Резануло – рана, разрез зияет, и кровь, моя кровь потекла…
Я вздохнула и зажмурилась. Теперь уж было все равно.
Это была моя исповедь ему. Первый и последний раз.
Может, потом больше не буду исповедаться никогда.
– Обнимает… и с лавки – на землю валит… А земля горячая, трава сухая, у меня ж день рожденья-то в августе… И яблоки над нами висят, спелые… И я отбиваюсь сначала!.. не хочу… не могу, боюсь!.. боюсь до смерти… и знаю, знаю ведь, что это – рано мне, нехорошо… я еще девочка… а он взрослый мужик… и мы нехорошее делаем… и плохо, плохо всем будет потом… хотя тогда… он целовал меня, и мне было вроде как даже приятно… А потом, когда он мне юбку задрал… и лег на меня… очень, очень больно… И я хотела заорать!.. а он мне ладонь потную на губы положил, крик мой заглушил… и бормотал только: эй, не надо, дура, я тебя люблю, я на тебе женюсь… Вот.
Я все это сказала и умолкла.
Мы оба молчали так долго, что мне показалось – мы стали каменными или железными.
А потом я услышала его вздох. Легкий. Будто бабочка крыльями взмахнула. И на лицо мое села. И я боюсь ее спугнуть.
Я думала, он мне по-церковному скажет, ну, как на исповеди всегда говорят, эту молитву, грехи отпускающую, а он…
Я его ладонь у себя на лбу, на волосах – ощутила.
Теплая ладонь. Нежно гладит. Прощает.
– Милая…
И я подняла глаза.
По лицу батюшки текли светлые, мелкие, как речные жемчужины, слезы.
– Ты моя милая… Ты моя…
Опять дыханье из груди улетучилось. И легкая дрожь обняла. Будто я стояла на небесной туче, на солнечном облаке, и летела, быстрый ветер тучи гнал, а собиралась гроза, но не страшно было, а весело и чудно, и вольно, и все вспыхивало золотом и кармином, золотом и суриком, золотом и киноварью.
– Я… Нет: не я. Господь… прощает… тебя… и любит… тебя…
Он сказал: Господь любит тебя, – а я услышала: я люблю тебя, я.
Я сама встала на колени.
– Накройте меня епитрахилью… Пожалуйста… И скажите все, как нужно…
Тихий смех раздался надо мной.
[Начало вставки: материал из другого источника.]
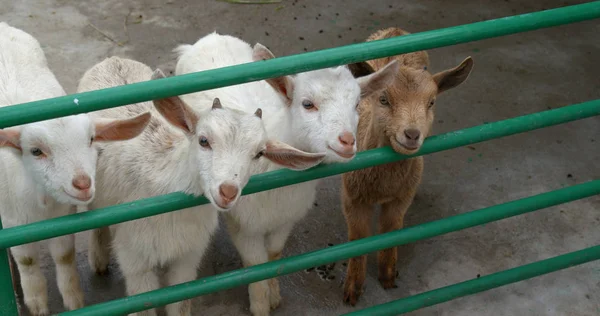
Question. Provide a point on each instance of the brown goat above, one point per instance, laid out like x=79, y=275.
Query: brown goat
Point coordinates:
x=399, y=116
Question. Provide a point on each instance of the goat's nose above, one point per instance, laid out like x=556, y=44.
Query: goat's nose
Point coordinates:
x=228, y=191
x=82, y=182
x=347, y=139
x=412, y=134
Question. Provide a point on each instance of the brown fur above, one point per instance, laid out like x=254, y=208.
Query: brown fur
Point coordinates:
x=385, y=117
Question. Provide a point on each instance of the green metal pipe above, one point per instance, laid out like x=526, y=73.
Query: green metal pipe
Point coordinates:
x=355, y=248
x=8, y=301
x=206, y=80
x=162, y=204
x=481, y=284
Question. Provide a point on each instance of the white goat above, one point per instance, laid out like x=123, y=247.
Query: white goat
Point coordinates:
x=315, y=111
x=208, y=152
x=46, y=167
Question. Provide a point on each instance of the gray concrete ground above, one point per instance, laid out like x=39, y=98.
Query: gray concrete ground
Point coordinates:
x=513, y=75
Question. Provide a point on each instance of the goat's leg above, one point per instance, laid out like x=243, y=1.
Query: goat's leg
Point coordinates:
x=99, y=249
x=63, y=253
x=139, y=275
x=390, y=219
x=180, y=271
x=275, y=243
x=33, y=282
x=253, y=251
x=358, y=219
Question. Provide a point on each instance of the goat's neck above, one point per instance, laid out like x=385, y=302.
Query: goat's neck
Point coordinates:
x=177, y=166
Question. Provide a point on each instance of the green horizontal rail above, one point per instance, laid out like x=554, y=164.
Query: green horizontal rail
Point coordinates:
x=481, y=284
x=166, y=203
x=355, y=248
x=206, y=80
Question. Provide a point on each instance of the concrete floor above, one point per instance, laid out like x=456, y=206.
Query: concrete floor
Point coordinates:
x=513, y=75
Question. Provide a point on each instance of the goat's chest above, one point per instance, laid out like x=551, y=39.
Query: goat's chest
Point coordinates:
x=383, y=183
x=164, y=238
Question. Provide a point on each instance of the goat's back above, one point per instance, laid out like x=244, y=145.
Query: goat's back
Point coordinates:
x=24, y=74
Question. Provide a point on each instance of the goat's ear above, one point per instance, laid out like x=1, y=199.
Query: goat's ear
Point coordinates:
x=290, y=157
x=114, y=130
x=379, y=80
x=284, y=85
x=451, y=78
x=10, y=137
x=360, y=69
x=175, y=111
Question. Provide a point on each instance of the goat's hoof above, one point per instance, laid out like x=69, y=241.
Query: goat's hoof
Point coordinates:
x=37, y=307
x=260, y=310
x=352, y=292
x=73, y=301
x=275, y=300
x=388, y=283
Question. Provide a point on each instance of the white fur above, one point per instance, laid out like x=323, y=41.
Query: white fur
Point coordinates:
x=166, y=159
x=35, y=188
x=260, y=224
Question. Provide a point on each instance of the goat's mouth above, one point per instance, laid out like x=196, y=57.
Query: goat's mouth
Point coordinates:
x=224, y=205
x=342, y=154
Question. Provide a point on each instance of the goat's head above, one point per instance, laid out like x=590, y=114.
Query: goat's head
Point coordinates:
x=404, y=110
x=226, y=145
x=60, y=154
x=324, y=105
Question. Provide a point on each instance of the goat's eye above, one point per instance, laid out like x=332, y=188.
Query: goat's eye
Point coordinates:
x=308, y=105
x=204, y=142
x=383, y=100
x=36, y=152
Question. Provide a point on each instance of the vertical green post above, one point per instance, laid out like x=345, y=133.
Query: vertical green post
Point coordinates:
x=8, y=301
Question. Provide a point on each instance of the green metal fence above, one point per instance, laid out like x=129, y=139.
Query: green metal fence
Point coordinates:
x=102, y=99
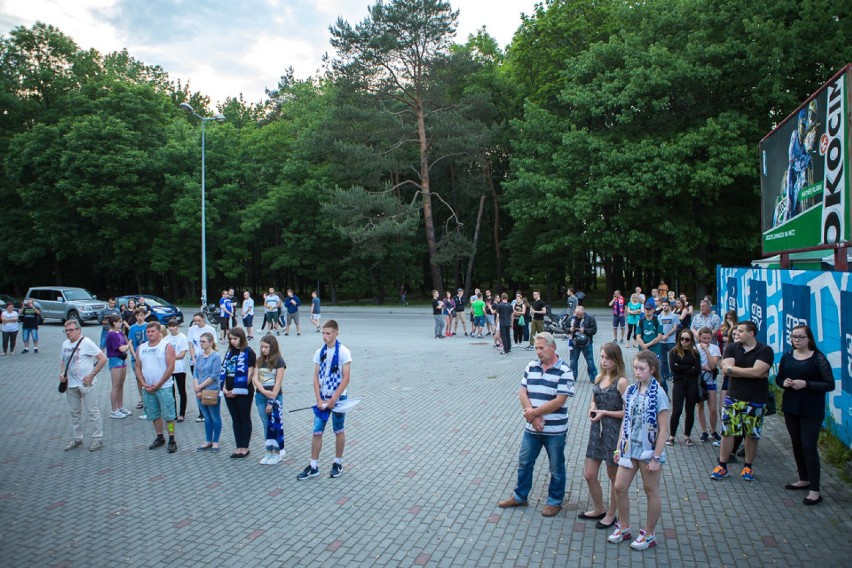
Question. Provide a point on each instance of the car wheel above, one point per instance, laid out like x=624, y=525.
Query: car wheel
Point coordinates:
x=74, y=316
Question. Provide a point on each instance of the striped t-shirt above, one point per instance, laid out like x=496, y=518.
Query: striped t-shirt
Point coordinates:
x=543, y=386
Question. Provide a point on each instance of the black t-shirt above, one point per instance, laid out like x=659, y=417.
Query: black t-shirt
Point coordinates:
x=752, y=390
x=504, y=311
x=538, y=305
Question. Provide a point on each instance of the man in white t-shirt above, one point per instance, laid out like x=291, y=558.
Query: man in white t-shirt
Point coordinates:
x=248, y=314
x=81, y=362
x=332, y=364
x=155, y=365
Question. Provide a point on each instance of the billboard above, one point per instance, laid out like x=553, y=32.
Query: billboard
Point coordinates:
x=805, y=200
x=778, y=300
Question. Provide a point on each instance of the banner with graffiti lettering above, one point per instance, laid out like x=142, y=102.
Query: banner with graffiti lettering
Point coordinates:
x=778, y=300
x=803, y=165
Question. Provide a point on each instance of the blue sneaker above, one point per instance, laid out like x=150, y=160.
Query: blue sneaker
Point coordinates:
x=719, y=473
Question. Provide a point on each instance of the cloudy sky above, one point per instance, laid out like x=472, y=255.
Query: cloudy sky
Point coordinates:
x=228, y=47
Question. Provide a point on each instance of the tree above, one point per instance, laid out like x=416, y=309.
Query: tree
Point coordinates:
x=391, y=54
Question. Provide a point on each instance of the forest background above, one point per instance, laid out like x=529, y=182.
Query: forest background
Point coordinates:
x=610, y=138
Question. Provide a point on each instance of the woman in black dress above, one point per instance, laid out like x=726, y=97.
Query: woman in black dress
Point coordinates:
x=805, y=375
x=605, y=414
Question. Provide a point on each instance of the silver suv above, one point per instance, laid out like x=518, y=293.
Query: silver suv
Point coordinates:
x=66, y=303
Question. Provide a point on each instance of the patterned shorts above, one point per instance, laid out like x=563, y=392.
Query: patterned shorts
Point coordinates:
x=742, y=418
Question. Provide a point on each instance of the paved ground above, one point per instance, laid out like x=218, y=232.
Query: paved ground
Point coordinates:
x=430, y=452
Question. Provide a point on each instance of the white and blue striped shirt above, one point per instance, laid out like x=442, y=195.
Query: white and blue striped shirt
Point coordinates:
x=543, y=386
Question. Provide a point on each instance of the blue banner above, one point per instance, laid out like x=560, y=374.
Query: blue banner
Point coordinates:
x=846, y=340
x=756, y=308
x=797, y=309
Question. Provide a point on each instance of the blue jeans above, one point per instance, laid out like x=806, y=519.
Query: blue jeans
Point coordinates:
x=589, y=353
x=531, y=445
x=212, y=421
x=260, y=404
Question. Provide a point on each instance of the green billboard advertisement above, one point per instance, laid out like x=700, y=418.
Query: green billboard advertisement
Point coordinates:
x=804, y=180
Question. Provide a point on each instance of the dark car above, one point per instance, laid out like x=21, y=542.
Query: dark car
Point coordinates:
x=159, y=309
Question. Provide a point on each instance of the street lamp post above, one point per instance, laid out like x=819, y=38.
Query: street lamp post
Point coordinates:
x=218, y=118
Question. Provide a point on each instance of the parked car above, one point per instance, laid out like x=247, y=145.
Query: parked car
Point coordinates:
x=160, y=310
x=65, y=303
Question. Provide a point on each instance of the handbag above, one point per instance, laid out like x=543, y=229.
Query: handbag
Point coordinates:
x=63, y=385
x=210, y=397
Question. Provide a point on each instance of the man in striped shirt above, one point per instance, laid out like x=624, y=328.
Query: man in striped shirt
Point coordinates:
x=545, y=388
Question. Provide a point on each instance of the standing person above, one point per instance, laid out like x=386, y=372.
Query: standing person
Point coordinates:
x=80, y=363
x=705, y=318
x=30, y=315
x=805, y=375
x=9, y=319
x=605, y=414
x=193, y=337
x=449, y=312
x=332, y=369
x=292, y=302
x=316, y=310
x=103, y=317
x=571, y=301
x=686, y=366
x=272, y=309
x=437, y=315
x=237, y=380
x=155, y=366
x=459, y=302
x=226, y=310
x=136, y=337
x=710, y=355
x=505, y=315
x=519, y=321
x=617, y=305
x=582, y=331
x=247, y=313
x=181, y=346
x=208, y=365
x=634, y=312
x=669, y=326
x=477, y=308
x=545, y=387
x=116, y=352
x=267, y=379
x=641, y=446
x=538, y=309
x=233, y=296
x=746, y=363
Оборвался. Я снова слышала его дыхание. Я ощутила на голове бархатную, пахнущую медовым воском и скипидаром ткань.
-Господь и Бог наш, Иисус Христос… благодатию и щедротами своего человеколюбия… да простит ти чадо Анастасие, и аз недостойный иерей Его властию, мне данною, прощаю и разрешаю тя от всех грехов твоих… во Имя Отца и Сына, и Святаго Духа…
– Аминь, – прошептала я.
Руки лодочкой сложила.
Епитрахиль батюшка с головы моей тихо снял.
Я стояла перед ним чистая-чистая, прощеньем Божьим умытая, чистая и розовая, парная от волненья и страха пережитого, как из бани.
И сердце мое пело: «Простил! Простил! Отпустил!»
И, в избытке чувств, не зная, как выразить радость свою, я рванулась к нему, и руки мои сами взлетели ему на плечи, и я крепко, крепко обняла его.
Колючая вышивка, серебряная нить ризы оцарапала мне шею. «Как в кольчуге, в доспехах этих… И жарко же ему…»
Мы были одни в вечернем храме.
Он крепко, крепко притиснул меня к себе; потом отпустил.
Как бабочку легкую отпустил: лети…
Солнце лилось сквозь окна жидким золотом. Солнце садилось.
В открытую дверь храма ветер наносил запах ила, реки, лодочной смолы, рыбной чешуи, песка, болота, камышей.
Богородица и Мария Магдалина со свеженамалеванной иконы глядели на нас большими святыми глазами. У Магдалины были светлые и радостные глаза. У Богородицы – темные и печальные.
КАЛЕКА ПРОКЛЯТЫЙ. ПАШКА ОХЛОПКОВ
Я Настьку любил и буду любить. Вот и все.
Я глаз в армии потерял. Меня кривым дразнят, ну и что? Кто в нашей стране кривой, кто косой, кто слепой, кто глухой, кто хромой? Все хромые, слепые, глухие и косые. Меня в армии избили. Жестоко били. Зверски. Я живот сначала руками закрывал: в живот не бейте! – да куда там. Лупили, как чучело на огороде. А потом пытался голову закрыть. Рожу защищал. Не получилось. Сапогом дед этот, издеватель, с размаху заехал. А потом видит – глаз-то мне крепко подбил! – еще и отвертку в каптерке взял, подошел и отверткой глаз ковырнул. Я тебе, говорит, операцию сделал, ха-ха, болеть не будет! А те, кто бил вместе с ним, рядом стоят, дышат тяжело. Бл-л-л-лин… Вспоминать не хочу.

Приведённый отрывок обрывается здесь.